Tea was offered by an intelligence man carrying an American-made M-16 assault rifle, and wearing a holster containing a nickel-plated pistol, its butt covered in mother-of-pearl-effect plastic.
Palestinian police seized weapons from Hamas during recent raids
The deputy chief, who doesn't want his name published, said the small pile of weapons came from the previous night's raids. He spoke in between signing papers, making phone calls, and sipping his tea.

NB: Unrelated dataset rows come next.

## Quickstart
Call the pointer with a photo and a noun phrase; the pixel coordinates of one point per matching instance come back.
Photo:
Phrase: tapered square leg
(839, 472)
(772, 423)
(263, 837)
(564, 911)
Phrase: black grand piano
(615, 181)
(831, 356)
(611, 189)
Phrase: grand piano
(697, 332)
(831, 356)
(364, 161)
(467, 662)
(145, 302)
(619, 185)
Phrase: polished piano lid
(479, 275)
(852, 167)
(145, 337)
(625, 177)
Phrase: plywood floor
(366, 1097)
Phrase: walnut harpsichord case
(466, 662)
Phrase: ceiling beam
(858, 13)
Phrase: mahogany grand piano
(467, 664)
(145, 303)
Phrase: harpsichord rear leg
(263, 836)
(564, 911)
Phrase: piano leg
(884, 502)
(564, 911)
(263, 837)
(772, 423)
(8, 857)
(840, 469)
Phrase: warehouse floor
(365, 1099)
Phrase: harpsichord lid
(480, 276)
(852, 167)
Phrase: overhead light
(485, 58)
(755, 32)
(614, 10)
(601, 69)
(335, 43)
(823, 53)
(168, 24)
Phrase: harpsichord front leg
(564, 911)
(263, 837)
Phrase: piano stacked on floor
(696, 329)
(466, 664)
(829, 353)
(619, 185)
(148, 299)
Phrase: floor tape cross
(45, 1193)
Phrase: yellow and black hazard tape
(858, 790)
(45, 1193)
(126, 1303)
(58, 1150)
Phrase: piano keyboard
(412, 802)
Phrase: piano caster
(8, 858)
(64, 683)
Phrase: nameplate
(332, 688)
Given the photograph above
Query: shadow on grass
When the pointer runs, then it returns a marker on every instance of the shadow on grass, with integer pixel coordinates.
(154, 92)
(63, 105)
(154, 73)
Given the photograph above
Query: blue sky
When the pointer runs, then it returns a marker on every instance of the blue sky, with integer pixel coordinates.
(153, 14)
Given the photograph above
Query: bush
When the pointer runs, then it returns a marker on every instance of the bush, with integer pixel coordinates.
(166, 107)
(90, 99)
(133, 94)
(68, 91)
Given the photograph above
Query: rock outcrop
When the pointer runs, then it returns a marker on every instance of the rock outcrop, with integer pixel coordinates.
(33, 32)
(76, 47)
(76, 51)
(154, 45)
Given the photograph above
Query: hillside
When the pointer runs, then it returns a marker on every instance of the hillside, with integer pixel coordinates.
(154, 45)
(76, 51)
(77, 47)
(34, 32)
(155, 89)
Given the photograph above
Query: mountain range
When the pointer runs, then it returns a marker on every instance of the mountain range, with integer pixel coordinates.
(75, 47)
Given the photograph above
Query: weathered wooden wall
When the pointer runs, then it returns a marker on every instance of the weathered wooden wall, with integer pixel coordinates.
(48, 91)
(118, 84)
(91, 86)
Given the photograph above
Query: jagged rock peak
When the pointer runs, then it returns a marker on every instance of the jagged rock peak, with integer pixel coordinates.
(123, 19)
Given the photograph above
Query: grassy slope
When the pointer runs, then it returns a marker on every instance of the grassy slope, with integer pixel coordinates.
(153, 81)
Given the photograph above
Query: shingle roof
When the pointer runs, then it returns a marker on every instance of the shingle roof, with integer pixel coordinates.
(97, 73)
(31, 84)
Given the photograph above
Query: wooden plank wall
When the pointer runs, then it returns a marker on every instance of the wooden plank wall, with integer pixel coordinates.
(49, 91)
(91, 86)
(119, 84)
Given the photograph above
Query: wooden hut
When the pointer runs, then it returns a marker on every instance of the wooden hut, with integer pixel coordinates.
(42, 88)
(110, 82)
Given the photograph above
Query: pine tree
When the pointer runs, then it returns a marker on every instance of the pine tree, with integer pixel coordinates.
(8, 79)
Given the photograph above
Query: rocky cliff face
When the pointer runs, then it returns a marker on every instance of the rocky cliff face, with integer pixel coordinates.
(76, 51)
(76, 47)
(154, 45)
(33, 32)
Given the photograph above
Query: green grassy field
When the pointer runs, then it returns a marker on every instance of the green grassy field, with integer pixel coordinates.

"It is illegal for other factions to carry weapons. Hamas says we work for the Israelis to keep their people on side. This is a political and PR struggle as well.
"But we signed an agreement with Israel and we are serious about applying it to get a Palestinian state."
For the Fatah leadership in Ramallah, who have been negotiating with the Israelis, the raids and arrests in Hebron and elsewhere are the meaning of the phrase "cracking down on terror" that is often used by Israeli and western leaders when they are listing what Palestinians need to do if they want a state.
But some of the people who have been raided say it is more to do with settling scores.
A number of Hamas supporters who spoke to the BBC said that the Palestinian police who raided their homes threatened them by saying that they would get the same medicine that Hamas inflicted on Fatah people in Gaza when they seized control last year.
Weakened by division
Charitable institutions funded by Islamic charities and run by Hamas sympathisers or activists have also been raided, and sometimes closed down, by Palestinian police.
The deputy intelligence chief in Hebron shrugged and said that it is impossible to separate the political and military activities of Hamas from its charitable work, which for some Palestinians is the nearest they have to a welfare state.
Hamas denies any of the charities were fronts for what the police say are illegal activities.
The irony of all this for Palestinians is that they know that their divisions weaken them.
Both Fatah and Hamas have talked about the need for national unity.
But for now, they cannot even find a way to sit down together. And for if they are not united they will not be able to create a proper state.
This week the Taha family had some good news about Mohammad's trip to school.
But the collapse of the reconciliation talks before they had started is not just bad news for Palestinians, it is bad for anyone who wants peace in the Middle East.